Quando arriva il rimborso del 730/2026?

Patrizia Del Pidio

9 Giugno 2026 - 10:16

Rimborso 730/2026, il calendario completo da luglio a novembre. Ecco come la data di invio della dichiarazione sposta l’accredito del bonus in busta paga.

Quando arriva il rimborso del 730/2026?

La dichiarazione con il 730 deve essere trasmessa all’Agenzia delle Entrate entro il 30 settembre 2026, ma molti contribuenti preferiscono inviarla prima per ricevere in tempi brevi il rimborso Irpef spettante. Quando arriva il rimborso del 730, se spetta? I rimborsi in busta paga dal sostituto d’imposta sono liquidati da luglio a novembre e la tempistica di erogazione dipende da quando si trasmette la dichiarazione stessa.

Quando si parla di luglio, in ogni caso, bisogna considerare che ci si riferisce alla busta paga del mese di luglio e questo significa che a molti dipendenti le competenze di luglio sono pagate i primi giorni di agosto. Per i pensionati, invece, l’eventuale rimborso è liquidato a partire dalla pensione di agosto.

Quando arriva il rimborso del 730?

La liquidazione del rimborso del 730 dipende da quando l’Agenzia delle Entrate inoltra il modello 730-4 al datore di lavoro o all’ente che eroga la pensione.

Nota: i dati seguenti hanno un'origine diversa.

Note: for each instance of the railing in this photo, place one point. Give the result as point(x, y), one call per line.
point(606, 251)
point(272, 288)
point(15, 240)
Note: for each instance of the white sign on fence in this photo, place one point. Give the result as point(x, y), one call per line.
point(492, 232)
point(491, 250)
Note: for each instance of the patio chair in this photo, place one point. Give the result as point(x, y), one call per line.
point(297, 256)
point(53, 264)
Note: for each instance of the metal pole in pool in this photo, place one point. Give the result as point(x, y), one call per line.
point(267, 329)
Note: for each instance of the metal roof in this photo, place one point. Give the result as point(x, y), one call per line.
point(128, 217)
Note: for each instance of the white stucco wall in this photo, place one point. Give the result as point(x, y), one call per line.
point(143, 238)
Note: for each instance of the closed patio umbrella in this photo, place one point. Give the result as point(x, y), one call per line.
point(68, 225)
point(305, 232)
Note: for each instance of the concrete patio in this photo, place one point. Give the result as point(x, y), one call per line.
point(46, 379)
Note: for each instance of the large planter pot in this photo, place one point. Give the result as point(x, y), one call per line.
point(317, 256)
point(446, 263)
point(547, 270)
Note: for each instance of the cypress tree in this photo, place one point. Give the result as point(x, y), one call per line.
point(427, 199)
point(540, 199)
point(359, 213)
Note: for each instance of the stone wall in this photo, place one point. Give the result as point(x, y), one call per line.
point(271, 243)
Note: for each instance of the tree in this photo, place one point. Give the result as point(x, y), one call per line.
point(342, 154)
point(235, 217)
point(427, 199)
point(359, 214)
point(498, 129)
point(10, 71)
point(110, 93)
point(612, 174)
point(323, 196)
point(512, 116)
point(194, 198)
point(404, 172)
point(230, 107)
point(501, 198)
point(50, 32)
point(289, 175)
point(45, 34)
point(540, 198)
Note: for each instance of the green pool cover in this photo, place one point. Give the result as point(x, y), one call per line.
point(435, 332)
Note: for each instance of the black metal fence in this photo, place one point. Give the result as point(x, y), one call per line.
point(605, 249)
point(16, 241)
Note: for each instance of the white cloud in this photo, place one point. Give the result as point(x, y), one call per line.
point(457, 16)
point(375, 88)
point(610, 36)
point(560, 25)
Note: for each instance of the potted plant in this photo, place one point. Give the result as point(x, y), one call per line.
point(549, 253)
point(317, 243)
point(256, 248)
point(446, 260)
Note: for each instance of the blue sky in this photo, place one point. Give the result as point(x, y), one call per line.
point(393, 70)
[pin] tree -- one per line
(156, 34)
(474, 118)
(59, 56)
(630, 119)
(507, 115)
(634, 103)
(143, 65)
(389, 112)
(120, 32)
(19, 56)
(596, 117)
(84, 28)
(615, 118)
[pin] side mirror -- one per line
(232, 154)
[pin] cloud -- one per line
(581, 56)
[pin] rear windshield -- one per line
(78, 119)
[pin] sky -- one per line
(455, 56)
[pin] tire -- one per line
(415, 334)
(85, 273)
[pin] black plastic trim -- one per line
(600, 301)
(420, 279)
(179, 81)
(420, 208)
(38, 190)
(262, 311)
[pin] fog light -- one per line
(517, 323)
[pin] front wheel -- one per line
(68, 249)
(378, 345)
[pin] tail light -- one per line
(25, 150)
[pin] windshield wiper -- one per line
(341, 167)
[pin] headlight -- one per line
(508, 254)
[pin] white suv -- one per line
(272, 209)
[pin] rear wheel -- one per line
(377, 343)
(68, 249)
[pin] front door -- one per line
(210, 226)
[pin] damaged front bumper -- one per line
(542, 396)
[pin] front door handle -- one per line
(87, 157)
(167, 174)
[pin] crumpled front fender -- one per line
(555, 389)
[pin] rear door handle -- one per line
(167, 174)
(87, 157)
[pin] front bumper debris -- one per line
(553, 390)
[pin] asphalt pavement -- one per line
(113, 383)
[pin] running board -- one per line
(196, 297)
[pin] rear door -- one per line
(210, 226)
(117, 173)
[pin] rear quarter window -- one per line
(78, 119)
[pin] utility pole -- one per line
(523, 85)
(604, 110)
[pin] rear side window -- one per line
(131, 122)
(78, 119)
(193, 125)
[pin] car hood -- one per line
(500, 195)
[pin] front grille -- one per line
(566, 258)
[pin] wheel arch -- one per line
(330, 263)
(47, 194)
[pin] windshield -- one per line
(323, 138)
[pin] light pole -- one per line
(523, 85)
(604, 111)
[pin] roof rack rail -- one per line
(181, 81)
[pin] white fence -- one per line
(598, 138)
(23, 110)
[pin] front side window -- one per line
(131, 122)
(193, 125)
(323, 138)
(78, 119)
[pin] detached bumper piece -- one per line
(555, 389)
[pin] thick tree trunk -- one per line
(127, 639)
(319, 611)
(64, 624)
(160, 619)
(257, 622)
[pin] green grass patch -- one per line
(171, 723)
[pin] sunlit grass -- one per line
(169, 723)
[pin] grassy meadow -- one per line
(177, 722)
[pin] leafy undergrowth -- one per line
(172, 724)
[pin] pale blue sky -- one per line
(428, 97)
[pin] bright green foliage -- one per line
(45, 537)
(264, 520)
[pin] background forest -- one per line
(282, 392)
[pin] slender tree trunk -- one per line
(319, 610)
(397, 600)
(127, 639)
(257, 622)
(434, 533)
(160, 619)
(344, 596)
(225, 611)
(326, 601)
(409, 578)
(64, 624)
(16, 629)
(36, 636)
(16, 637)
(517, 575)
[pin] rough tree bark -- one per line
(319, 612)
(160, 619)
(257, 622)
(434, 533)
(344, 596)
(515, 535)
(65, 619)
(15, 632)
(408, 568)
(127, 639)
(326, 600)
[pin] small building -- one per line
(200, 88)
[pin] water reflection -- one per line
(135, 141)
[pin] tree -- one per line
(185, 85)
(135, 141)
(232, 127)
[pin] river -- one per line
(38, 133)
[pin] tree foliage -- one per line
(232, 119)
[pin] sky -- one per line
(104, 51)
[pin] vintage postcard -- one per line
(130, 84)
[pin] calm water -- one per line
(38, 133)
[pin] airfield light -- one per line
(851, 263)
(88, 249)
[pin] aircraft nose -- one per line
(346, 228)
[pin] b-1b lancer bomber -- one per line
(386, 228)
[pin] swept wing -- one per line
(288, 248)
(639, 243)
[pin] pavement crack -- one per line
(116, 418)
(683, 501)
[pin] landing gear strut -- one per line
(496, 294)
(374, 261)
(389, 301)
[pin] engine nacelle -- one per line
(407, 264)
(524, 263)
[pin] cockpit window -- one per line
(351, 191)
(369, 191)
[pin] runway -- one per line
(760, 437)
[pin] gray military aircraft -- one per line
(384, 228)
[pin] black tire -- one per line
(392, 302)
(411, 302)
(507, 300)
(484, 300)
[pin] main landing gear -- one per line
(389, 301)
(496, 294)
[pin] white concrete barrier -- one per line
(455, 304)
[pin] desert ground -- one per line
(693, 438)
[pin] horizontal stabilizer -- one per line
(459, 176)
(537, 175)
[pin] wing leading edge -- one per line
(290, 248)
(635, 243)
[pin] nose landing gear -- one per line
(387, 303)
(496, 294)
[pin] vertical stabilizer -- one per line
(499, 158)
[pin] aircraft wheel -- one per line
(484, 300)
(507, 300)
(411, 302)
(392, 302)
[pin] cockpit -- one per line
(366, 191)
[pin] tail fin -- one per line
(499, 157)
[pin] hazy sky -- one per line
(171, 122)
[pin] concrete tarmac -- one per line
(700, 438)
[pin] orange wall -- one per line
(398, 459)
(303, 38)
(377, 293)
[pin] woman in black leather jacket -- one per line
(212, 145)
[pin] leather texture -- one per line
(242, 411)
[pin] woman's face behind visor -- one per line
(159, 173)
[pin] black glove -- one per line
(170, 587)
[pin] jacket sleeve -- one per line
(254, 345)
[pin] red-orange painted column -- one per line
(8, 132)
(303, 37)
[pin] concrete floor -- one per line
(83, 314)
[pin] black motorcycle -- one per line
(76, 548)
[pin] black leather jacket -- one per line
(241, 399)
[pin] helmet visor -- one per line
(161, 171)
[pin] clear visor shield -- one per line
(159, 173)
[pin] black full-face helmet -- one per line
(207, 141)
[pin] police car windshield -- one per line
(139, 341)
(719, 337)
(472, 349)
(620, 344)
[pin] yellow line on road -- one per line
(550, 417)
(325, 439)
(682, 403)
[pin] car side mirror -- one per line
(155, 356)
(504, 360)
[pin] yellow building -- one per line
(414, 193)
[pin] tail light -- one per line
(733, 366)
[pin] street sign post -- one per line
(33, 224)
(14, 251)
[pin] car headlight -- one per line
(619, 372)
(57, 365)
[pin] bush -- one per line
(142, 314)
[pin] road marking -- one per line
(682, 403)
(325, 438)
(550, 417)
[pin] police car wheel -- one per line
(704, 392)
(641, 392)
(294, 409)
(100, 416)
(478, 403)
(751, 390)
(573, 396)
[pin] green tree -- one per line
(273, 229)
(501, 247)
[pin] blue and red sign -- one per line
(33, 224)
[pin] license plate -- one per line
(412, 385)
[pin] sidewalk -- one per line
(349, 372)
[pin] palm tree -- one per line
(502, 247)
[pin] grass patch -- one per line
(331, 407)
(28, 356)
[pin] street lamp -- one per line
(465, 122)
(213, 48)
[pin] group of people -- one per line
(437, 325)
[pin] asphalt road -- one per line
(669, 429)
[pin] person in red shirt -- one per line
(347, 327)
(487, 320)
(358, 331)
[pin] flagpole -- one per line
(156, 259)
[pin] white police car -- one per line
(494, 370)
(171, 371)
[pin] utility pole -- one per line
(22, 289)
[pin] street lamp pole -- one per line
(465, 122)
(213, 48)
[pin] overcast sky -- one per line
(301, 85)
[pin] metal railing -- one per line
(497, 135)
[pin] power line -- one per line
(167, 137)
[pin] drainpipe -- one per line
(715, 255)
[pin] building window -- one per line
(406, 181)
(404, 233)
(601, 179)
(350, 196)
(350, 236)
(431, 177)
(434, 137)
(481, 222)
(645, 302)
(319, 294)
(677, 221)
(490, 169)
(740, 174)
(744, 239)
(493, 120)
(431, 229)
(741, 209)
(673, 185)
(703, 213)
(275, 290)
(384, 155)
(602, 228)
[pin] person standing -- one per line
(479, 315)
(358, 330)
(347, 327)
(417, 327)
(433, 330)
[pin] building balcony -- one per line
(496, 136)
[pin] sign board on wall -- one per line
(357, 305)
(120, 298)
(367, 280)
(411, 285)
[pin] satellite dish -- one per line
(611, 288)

La regola generale prevede che i lavoratori dipendenti riceveranno le somme spettanti con la retribuzione del mese successivo a quello di invio della dichiarazione dei redditi.
Questo significa che per chi ha inviato la dichiarazione dei redditi entro la fine di maggio il rimborso arriva con lo stipendio di luglio, ad agosto; per i pensionati le somme dovrebbero essere comprese con la pensione di agosto. Ma cosa accade a chi ha trasmesso il 730 dopo il 31 maggio?

Nella seguente tabella riportiamo uno schema di quando arriveranno i rimborsi Irpef spettanti in base alla data di presentazione della dichiarazione dei redditi.

INVIO DICHIARAZIONE RIMBORSO PER I DIPENDENTI RIMBORSO PER I PENSIONATI
entro il 31 maggio busta paga di luglio (ad agosto) nel cedolino di agosto
tra il 1° e il 20 giugno busta paga di agosto (a settembre) nel cedolino di settembre
tra il 21 giugno e il 15 luglio busta paga di settembre (a ottobre) cedolino di ottobre
tra il 16 luglio e il 31 agosto busta paga di ottobre (a novembre) cedolino di novembre
a settembre busta paga di novembre (a dicembre) cedolino di dicembre

Quando arriva il rimborso per chi è senza sostituto di imposta?

Per chi presenta il 730 senza sostituto di imposta il rimborso non transita nella busta paga, ma viene liquidato direttamente dall’Agenzia delle Entrate. Le tempistiche per la liquidazione del rimborso, in questo caso, sono differenti e le somme non saranno ricevute prima della fine dell’anno.

Per chi ha presentato la dichiarazione entro i termini previsti (entro il 30 settembre) senza sostituto di imposta i rimborsi arriveranno tra dicembre 2026 e gennaio 2027 o con accredito diretto sul conto corrente o con titolo di credito a copertura garantita da Poste Italiane (questo secondo caso solo quando il contribuente non indica l’Iban di accredito).

Attenzione ai controlli

Tutte queste regole generali sono valide se la dichiarazione dei redditi non è soggetta a controlli da parte dell’Agenzia delle Entrate. Perché ricordiamo che l’amministrazione tributaria ha la facoltà di effettuare controlli sul 730 entro quattro mesi dalla scadenza del termine previsto per la presentazione (quindi entro febbraio 2027).

Per i contribuenti soggetti a controlli, quindi, l’eventuale rimborso potrebbe arrivare direttamente a marzo 2027, anche se hanno trasmesso il modello tramite il sostituto d’imposta: per i documenti soggetti a verifica, infatti, la liquidazione dell’eventuale rimborso è effettuata dall’Agenzia delle Entrate.

In quali casi potrebbe scattare un controllo sul 730? I controlli potrebbero interessare i 730 precompilati che presentano modifiche che:

  • determinano un rimborso superiore a 4.000 euro;
  • influiscono nella determinazione del reddito o dell’imposta oppure presentano profili di incoerenza rispetto ai dati inviati da enti esterni o quelli presenti nelle CU.